The distinctive properties of leaves help to identify them. The histogram of oriented gradients (HOGs) approach was used for this. The essential thought behind hoard is that the light power of privately circulated slopes is the most effective way to depict an article's shape and structure. The picture might be separated into cells that show parcels that are equally compared and isolated. These areas can be separated into wedges, which are then normalized to preserve consistency in the face of illumination or photometric changes. It is calculated to normalize extracted properties across blocks. The 900 criteria calculated include length, width, aspect ratio, perimeter, form factor, circularity, and compactness. K-nearest neighbors and artificial neural network backward propagation algorithms are the two supervised learning methodologies categorized in the final stage. K-nearest neighbors have a 92.3% accuracy rate. When the two methodologies were compared, artificial neural networks were found to be the better option, with a 97% accuracy.

2.2 Unstructured Data

In the article proposed by Varghese et al. [10], the system was created to detect the plants using transfer learning. The six medicinal plant groupings considered in the study were Coleus Aromaticus, Annona Muricata, Hemigraphis Colorata, Aloe Barbadensis Miller (Aloe vera), and Azadirachta Indica (neem). Each class had about 500 photographs. Once the features have been obtained, the model is trained using the MobileNet architecture. The component extraction method is done utilizing the convolutional brain organization, or CNN. Extra convolutions, for example, pooling layers, completely associated layers, and normalizing layers, which are alluded to as covered up layers since their feedback and result sources are hidden by the actuation work and the last convolution, are often trailed by a ReLU layer. Back engendering is as often as possible used in the last convolution in this method, bringing about a rising amount of exact weight. The input image is processed over several kernels in the convolution layer, apiece with its unique function. Color identification is handled by a few filters, while edge separation is handled by others. Likewise, each filter has a certain role. Lines, corners, and other essential parts will be discovered in early stages, and a full edge, for example, will be discovered in the final layers. The item's shape and other features will be revealed in the final layers. More features will be obtained as the number of convolutional layers increases, and these data will be arranged into feature maps. After each convolutional layer, the pooling stage is performed. For instance, a 2 * 2-pixel channel will slide multiple pixels in a steady progression, with the greatest impetus coming from those four pixels being saved in one pixel of the accompanying layer. This allows for the reduction of dimensions and a more complete examination of key traits. A totally associated layer has each neuron connected to each and every other neuron, and the result is gotten from the last layer. The preparation model is then changed over completely to TensorFlow light viable organization using a TensorFlow light converter. The plant name was the output of the label with the highest probability. The model was trained in two stages, each with 12 epochs each. The research work completed by these individuals was 95% accurate, which is comparable to human performance on the dataset.

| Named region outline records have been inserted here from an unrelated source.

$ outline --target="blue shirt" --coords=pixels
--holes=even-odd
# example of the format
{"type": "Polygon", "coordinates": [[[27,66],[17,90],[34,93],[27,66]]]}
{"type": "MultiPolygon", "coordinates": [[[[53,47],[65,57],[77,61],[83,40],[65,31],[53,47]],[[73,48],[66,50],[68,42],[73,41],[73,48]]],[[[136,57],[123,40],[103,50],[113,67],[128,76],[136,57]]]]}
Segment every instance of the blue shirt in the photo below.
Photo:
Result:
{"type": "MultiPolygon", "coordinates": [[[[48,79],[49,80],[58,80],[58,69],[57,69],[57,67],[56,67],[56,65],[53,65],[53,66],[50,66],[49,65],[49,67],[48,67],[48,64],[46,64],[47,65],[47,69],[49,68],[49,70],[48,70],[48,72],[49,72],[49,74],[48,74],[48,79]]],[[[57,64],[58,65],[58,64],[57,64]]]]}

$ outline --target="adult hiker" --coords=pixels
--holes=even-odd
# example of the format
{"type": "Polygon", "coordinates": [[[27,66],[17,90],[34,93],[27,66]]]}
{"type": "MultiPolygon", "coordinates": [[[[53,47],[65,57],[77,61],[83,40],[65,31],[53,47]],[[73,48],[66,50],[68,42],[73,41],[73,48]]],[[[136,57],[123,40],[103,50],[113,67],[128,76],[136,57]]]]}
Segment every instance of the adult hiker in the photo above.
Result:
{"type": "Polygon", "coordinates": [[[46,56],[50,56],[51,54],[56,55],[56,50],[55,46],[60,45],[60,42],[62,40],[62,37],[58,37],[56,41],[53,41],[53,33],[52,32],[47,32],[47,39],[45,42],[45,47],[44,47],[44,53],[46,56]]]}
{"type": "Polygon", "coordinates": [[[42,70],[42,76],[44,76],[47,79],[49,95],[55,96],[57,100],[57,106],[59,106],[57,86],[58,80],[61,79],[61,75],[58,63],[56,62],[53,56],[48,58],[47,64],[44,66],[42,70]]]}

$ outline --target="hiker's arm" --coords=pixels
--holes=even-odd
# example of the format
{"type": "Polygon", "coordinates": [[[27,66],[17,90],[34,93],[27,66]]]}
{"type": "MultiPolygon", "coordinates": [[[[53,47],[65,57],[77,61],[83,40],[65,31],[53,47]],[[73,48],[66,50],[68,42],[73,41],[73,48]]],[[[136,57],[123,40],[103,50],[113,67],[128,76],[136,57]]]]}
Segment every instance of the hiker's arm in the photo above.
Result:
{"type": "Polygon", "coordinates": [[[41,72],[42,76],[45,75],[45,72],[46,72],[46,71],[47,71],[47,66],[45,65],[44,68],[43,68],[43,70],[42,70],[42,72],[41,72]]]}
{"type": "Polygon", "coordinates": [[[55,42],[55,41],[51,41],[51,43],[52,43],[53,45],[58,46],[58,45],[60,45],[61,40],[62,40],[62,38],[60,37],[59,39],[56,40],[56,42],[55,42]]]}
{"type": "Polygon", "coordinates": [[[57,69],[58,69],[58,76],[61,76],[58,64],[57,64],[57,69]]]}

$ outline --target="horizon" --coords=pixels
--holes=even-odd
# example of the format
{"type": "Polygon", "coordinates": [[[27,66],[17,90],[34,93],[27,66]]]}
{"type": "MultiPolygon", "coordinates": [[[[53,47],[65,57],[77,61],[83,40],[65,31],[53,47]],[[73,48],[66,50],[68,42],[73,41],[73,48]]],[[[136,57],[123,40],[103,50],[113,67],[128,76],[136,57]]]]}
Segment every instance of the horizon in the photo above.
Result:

Pechebovicz et al. [7] suggest a smartphone app to help universities, students who have never encountered the species, and healthcare professionals recognize Brazilian medicinal plants. They looked at a collection of 10,162 downloadable photographs that encompassed different stages of plant life, visual backdrops, and ecosystems. The Google Photos dataset was created using a download service that allows users to download photographs based on keywords or key phrases. They describe how the database was created using the Brazilian Service of Wellbeing's rundown of therapeutic and normal, unsafe plants. Data augmentation methods such as rotation, cropping, mirroring, random zooms, random distributions, and skewing were developed using Python's augmentor module. After the augmentation, the absolute number of photographs was augmented to 151,128 through 5230 in the hazardous group and a characteristic of 2000 in the other classes. In this work, the authors employed the Mobilenetv2 architecture, using beginning weights learnt from the ImageNet dataset with values between 1 and 224. The model has an aggregate of 2,629,032 params, with 371,048 teachable and 2,257,984 non-teachable. Simply by preparing the top layers of the Mobilenetv2 with the new classifier, the model was tweaked to increment execution. After the layers 101 through 155 were relaxed and the model was reinstructed, the model was retrained. This stage has 2,233,640 teachable and 395,392 non-teachable params. Several epoch sizes (5, 10, 20, 30) were used in both the training and fine-tuning phases, and a comparison was made. After 20 epochs of training, the final output is fine-tuned. The absolute approval exactness was 0.4254, though the main 5 precision was 0.685. In the implanted model in a cell phone, the loads from the last preparation and adjusting step are utilized.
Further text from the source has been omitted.